Stanley Plays The Dead is not just a concept-it's a real band that truly works as a unit, with each member contributing something unique and important. All the members sing as well as play instruments.

STANLEY JORDAN was born in Chicago in 1959 and raised in Palo Alto, California-the very city in which the Grateful Dead was formed. He earned a bachelor's degree in music from Princeton in 1981. Gigs were scarce in the early days, but after a few lean years working as a New York street musician Jordan was signed to Blue Note Records in 1984. His Magic Touch album was an instant classic, and it stayed at #1 on Billboard's jazz chart for 51 weeks. He is widely regarded as the foremost exponent of the touch, or tapping technique on guitar. To date Jordan has been nominated for four Grammys, and he's performed in 70 countries. He made a cameo appearance in the movie Blind Date with Bruce Willis and Kim Basinger, and numerous TV appearances through the years, including Johnny Carson, Jay Leno, David Letterman and Jimmy Fallon. He has collaborated on the stage or in the studio with a diverse array of artists including Phil Lesh, Miles Davis, Kenny Rogers, Herbie Hancock, Dionne Warwick, Dave Matthews, Sharon Isbin, and Carmen McRae.

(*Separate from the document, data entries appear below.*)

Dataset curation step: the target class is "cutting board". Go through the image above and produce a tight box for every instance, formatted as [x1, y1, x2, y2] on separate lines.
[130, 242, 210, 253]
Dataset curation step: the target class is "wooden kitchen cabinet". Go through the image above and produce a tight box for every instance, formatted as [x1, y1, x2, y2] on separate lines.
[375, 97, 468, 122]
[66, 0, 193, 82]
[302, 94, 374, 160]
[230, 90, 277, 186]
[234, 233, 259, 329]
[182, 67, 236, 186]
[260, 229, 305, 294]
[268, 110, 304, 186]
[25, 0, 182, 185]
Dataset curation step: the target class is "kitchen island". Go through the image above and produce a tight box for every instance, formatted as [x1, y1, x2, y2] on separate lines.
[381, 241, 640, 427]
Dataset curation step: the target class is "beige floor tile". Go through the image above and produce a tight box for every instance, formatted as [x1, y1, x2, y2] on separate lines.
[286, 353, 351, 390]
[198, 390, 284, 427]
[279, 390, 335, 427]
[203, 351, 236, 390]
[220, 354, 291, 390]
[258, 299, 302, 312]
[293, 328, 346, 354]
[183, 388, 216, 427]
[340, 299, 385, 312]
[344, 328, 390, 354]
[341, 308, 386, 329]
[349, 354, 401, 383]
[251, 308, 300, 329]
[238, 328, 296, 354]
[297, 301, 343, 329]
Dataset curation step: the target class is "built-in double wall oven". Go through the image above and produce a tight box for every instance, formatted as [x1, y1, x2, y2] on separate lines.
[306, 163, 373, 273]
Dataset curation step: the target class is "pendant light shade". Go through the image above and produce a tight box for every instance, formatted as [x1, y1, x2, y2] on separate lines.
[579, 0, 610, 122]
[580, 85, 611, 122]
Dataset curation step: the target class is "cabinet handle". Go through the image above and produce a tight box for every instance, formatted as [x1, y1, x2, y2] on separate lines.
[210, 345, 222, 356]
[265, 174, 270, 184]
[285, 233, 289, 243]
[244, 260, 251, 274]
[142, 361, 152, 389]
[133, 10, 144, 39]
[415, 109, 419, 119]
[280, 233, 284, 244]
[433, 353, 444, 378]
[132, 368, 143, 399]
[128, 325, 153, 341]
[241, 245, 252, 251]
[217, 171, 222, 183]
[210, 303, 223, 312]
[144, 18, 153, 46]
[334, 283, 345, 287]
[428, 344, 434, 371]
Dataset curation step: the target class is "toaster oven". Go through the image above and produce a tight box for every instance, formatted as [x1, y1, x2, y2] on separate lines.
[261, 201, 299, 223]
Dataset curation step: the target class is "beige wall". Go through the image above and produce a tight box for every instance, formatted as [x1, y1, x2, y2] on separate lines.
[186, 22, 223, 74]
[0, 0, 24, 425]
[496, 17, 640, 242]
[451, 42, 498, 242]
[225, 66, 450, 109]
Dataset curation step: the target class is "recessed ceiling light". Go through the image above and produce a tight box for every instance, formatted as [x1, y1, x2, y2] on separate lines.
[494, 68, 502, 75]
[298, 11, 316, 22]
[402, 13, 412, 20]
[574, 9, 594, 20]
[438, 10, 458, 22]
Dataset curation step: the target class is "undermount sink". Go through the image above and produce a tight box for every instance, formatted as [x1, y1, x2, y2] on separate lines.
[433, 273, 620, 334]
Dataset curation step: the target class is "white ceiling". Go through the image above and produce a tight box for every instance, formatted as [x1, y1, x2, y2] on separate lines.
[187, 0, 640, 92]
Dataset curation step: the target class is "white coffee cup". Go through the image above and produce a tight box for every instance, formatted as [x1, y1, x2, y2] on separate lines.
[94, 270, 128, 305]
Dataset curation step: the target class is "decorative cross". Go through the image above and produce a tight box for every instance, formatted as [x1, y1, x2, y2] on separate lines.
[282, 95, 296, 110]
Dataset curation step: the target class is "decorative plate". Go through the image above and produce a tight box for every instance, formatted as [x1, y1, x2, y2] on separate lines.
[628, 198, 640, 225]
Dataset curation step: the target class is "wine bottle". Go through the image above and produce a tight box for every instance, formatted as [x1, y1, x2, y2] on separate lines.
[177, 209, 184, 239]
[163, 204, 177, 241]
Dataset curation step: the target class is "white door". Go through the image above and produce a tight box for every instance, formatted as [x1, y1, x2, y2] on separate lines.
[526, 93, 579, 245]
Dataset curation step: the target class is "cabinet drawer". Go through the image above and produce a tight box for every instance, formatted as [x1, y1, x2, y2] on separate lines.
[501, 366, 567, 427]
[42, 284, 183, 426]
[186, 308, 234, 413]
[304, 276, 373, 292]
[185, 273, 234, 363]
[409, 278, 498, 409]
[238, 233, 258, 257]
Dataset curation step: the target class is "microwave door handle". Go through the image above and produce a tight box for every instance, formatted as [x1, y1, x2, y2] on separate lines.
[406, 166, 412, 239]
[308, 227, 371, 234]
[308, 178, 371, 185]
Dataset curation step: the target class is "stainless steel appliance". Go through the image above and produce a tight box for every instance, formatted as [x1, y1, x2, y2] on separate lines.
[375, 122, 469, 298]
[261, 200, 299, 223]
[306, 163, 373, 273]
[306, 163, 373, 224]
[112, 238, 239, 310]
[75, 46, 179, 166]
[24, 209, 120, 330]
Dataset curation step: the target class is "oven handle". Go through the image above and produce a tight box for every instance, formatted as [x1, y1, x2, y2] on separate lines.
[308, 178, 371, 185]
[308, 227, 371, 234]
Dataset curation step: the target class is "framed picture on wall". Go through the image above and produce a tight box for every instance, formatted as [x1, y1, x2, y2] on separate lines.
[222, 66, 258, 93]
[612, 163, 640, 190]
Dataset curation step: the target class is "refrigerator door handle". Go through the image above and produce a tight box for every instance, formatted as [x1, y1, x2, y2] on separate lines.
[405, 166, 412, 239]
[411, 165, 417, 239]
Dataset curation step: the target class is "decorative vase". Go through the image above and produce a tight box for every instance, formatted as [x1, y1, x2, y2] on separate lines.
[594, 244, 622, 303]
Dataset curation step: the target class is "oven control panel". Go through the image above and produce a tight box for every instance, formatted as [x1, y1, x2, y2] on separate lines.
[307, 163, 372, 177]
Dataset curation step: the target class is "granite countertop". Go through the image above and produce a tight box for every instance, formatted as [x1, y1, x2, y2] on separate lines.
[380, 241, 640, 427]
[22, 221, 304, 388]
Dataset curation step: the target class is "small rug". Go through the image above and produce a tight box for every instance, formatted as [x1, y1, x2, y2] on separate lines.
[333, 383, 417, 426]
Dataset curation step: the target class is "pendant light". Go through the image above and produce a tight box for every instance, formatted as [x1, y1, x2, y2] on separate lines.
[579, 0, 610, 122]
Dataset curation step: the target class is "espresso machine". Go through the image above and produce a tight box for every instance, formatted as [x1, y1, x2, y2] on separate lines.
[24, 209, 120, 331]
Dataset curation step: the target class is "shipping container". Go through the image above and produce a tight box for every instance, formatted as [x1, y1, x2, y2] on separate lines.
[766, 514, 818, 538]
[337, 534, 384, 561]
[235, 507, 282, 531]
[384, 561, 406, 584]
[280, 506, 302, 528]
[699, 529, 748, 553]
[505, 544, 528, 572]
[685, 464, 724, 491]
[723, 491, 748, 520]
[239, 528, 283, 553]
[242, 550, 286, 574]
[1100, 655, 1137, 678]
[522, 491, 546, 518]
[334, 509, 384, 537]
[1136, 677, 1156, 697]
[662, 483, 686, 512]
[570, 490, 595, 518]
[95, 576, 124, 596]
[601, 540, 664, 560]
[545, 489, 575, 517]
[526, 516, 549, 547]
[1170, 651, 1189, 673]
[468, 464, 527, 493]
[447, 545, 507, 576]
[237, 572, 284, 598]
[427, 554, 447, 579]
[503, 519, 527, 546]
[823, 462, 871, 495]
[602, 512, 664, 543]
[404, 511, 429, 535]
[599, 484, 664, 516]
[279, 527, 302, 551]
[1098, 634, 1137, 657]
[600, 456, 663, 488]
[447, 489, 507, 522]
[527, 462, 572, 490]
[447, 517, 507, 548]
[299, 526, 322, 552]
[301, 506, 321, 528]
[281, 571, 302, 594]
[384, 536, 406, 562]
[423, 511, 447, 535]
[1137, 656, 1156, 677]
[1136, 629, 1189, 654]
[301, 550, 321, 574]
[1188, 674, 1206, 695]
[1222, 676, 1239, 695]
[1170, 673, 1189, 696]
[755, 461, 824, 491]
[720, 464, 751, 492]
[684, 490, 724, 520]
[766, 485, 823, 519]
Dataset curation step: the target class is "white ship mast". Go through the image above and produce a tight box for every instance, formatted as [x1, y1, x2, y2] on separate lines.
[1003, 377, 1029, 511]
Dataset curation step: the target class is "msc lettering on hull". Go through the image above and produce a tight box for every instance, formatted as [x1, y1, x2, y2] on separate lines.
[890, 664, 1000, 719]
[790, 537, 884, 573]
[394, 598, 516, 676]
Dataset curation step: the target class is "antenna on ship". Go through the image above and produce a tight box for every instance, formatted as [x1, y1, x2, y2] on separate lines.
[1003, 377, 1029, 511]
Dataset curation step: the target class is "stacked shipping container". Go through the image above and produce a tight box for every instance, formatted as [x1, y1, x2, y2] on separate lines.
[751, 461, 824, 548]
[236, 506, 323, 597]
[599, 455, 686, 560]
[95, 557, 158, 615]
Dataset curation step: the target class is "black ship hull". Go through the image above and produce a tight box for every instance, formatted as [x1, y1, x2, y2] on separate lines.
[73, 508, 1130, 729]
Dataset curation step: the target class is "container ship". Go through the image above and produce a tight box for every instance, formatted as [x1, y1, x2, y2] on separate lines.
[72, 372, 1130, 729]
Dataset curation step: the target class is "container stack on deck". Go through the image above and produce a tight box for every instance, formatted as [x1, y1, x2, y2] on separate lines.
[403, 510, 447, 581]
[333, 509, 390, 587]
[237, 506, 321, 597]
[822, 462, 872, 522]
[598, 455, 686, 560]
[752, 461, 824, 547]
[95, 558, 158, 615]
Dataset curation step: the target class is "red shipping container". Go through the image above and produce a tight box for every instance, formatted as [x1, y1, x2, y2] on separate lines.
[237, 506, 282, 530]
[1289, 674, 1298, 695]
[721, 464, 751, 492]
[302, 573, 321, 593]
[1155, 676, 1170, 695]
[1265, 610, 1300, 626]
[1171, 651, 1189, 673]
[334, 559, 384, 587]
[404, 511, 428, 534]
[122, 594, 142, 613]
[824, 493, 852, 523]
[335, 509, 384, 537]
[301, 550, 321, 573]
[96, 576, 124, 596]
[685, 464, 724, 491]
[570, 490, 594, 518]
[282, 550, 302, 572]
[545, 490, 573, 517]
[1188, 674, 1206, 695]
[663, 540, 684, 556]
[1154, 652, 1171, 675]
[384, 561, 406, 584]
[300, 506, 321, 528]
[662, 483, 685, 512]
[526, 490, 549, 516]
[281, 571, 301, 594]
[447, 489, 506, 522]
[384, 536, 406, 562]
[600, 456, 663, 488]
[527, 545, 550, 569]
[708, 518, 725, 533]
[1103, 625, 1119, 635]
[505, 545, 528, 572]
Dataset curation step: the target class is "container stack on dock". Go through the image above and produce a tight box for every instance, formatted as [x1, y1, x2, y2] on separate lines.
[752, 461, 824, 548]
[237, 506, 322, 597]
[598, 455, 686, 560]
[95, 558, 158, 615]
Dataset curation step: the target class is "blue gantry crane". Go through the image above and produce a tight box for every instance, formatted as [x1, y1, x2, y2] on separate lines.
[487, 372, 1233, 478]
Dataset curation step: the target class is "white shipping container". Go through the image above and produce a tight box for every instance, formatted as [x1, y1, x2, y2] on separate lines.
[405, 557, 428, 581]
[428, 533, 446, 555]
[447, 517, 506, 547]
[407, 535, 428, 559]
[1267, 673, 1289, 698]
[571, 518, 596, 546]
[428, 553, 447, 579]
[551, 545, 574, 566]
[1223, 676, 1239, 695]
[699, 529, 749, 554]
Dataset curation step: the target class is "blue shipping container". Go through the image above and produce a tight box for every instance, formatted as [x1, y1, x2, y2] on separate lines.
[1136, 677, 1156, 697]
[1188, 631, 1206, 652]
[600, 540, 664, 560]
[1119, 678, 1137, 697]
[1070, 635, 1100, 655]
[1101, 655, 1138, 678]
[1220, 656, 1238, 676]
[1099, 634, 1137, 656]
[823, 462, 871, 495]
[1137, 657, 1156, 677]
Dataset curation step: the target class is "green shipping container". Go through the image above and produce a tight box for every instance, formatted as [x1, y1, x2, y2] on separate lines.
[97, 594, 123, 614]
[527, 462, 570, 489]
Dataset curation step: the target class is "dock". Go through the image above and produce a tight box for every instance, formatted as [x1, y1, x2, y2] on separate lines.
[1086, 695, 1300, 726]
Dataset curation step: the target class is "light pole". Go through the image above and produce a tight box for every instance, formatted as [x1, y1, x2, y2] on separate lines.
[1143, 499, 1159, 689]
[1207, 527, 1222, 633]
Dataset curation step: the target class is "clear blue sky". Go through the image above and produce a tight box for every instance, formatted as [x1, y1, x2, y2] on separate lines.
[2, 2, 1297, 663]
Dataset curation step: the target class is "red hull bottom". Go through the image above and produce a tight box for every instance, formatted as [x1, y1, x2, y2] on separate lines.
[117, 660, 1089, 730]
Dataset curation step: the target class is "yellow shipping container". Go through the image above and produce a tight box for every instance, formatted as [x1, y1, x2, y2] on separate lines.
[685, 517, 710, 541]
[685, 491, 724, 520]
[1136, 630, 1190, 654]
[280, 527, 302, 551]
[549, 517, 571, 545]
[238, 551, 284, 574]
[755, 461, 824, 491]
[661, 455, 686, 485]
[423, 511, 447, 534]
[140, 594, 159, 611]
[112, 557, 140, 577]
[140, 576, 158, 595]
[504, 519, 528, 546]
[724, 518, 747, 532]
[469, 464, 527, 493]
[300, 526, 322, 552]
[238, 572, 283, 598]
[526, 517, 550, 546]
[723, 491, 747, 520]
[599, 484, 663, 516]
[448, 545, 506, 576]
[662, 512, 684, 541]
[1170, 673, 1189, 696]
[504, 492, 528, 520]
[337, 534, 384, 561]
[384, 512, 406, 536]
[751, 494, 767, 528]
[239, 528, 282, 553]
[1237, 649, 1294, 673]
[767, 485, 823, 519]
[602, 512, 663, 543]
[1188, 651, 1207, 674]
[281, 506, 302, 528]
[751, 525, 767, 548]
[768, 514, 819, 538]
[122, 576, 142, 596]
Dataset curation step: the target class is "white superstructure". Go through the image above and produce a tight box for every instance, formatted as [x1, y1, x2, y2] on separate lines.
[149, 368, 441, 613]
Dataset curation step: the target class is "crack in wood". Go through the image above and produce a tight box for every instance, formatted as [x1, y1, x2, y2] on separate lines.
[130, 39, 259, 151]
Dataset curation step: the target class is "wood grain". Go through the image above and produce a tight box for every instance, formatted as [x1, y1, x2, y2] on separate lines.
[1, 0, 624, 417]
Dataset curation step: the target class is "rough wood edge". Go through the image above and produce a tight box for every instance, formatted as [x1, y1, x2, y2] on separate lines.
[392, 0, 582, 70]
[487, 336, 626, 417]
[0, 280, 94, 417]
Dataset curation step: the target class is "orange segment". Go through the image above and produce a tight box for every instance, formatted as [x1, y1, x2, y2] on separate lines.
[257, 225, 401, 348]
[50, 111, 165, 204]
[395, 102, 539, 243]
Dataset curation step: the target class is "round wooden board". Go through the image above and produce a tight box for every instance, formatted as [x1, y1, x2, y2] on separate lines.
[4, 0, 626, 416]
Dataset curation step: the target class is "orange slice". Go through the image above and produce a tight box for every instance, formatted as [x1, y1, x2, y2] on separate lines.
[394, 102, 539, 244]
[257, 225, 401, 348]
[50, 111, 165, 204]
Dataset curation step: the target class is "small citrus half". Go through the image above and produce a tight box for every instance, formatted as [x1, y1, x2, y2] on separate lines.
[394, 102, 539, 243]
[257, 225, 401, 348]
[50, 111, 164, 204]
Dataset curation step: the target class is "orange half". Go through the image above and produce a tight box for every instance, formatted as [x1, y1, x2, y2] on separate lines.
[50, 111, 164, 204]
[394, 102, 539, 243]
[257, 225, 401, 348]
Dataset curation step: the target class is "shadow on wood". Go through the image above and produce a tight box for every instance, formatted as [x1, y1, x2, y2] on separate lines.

Drummer KENWOOD DENNARD is a Grammy award-winning and multi-platinum recording artist. He's unique among drummers, and he's influenced multiple generations of musicians of all instruments. He's played with jazz greats such as Miles Davis, Herbie Hancock and Dizzy Gillespie. He pioneered the jazz fusion improvisational movement in the 70's with Pat Martino (Joyous Lake) and Brand X (Livestock), and later with Jaco Pastorius' Word of Mouth Band and PDB (Pastorius, Dennard and Bullock). He's also been a longtime collaborator with Marcus Miller, Stanley Jordan and Vernon Reid. He's performed with many other popular artists, including The Allman Brothers Band, Phish, The String Cheese Incident, Derek Trucks, Moe., Sting, Taj Mahal, Maceo Parker, Warren Haynes, Esperanza Spaulding, and John Scofield. He recently retired as a tenured professor at Berklee College of Music, allowing him to return to full-time composing, recording and performing.

Bassist GREG KOERNER brings a lifetime of experience playing Grateful Dead music. He played with Crimson Rose, one of the first Dead cover bands in New York, and he toured extensively with Vince Welnick, the Dead's last keyboardist. He's played with Dark Star Orchestra, Unlimited Devotion and countless other Dead tribute bands. He's also toured with Charles Neville, Henry Butler and The Band's Garth Hudson. Greg has recorded five albums of original music and he's toured extensively with his own project Gent Treadly and his trio The Joint Chiefs.

JESSE HIATT is the band's keyboardist and second guitarist. He, like Stanley, was raised in the Bay Area, where he got his start on the blues circuit and where he recorded his album Choose Your Road. He then spent 10 years in New Orleans, touring with Mississippi blues legend Cedric Burnside, and producing Burnside's album The Way I Am. In addition to his longtime experience playing Grateful Dead music, he brings influences of West-African, Brazilian, and classic New Orleans funk and R&B.